Experimental Investigation of Helicopter Weight and Mass Center Estimation

Abstract

Real-time estimates of weight and mass center location for helicopters are desirable for flight control and condition-based maintenance purposes. While methods to estimate mass parameters of helicopters have been developed, they often assume near-perfect knowledge of helicopter dynamics and have been validated only through simulated measurement data. The work described here aims to experimentally validate a method for weight and mass center estimation using an ALIGN T-REX 600e R/C helicopter. The estimation algorithm utilizes an extended Kalman filter (EKF) which estimates the helicopter states along with the weight and mass center location in real-time.
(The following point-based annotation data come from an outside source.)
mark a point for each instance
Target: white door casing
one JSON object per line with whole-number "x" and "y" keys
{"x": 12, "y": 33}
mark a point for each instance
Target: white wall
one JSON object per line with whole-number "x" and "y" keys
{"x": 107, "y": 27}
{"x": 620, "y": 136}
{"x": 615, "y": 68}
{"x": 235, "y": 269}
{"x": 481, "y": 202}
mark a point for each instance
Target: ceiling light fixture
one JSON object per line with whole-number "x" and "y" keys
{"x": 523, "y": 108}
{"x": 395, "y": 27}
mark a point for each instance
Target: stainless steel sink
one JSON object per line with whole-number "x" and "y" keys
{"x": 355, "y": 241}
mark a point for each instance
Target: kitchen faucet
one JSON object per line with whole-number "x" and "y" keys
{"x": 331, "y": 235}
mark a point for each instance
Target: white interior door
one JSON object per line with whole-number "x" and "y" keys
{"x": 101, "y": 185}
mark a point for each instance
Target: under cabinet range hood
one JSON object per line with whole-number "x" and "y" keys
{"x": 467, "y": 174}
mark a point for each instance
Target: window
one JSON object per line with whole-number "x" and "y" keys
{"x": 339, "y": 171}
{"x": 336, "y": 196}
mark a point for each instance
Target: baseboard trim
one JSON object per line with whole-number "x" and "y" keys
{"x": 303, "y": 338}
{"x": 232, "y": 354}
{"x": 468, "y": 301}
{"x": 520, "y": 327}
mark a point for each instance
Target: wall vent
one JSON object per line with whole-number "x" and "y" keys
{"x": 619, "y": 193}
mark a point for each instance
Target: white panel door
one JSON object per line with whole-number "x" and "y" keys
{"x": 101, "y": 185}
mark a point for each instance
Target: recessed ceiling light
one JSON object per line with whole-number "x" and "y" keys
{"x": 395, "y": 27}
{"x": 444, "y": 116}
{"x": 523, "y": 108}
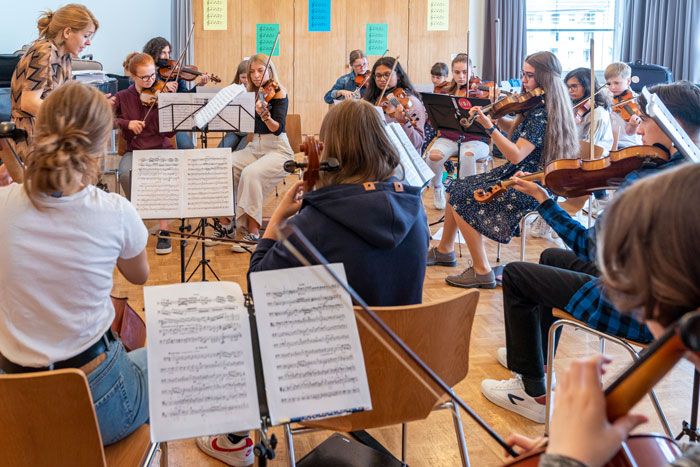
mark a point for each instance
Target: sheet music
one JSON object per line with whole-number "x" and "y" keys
{"x": 311, "y": 352}
{"x": 156, "y": 191}
{"x": 417, "y": 172}
{"x": 201, "y": 376}
{"x": 209, "y": 183}
{"x": 171, "y": 183}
Nonlinear system identification is performed using maximum likelihood estimation to create an accurate dynamic model for use in the EKF. Results show that given a reasonably accurate dynamic model, weight, stationline mass center location, and buttline mass center location can be reliably estimated in non-descending flight conditions. Weight estimation is shown to be robust to sudden weight changes during flight, whereas stationline and buttline mass center estimates are marginally robust to sudden shifts in the mass center location. Waterline mass center proved to be unobservable for the axial flight maneuvers conducted. Detailed flight test studies characterize estimation error in weight and three-dimensional mass center position using the EKF formulation.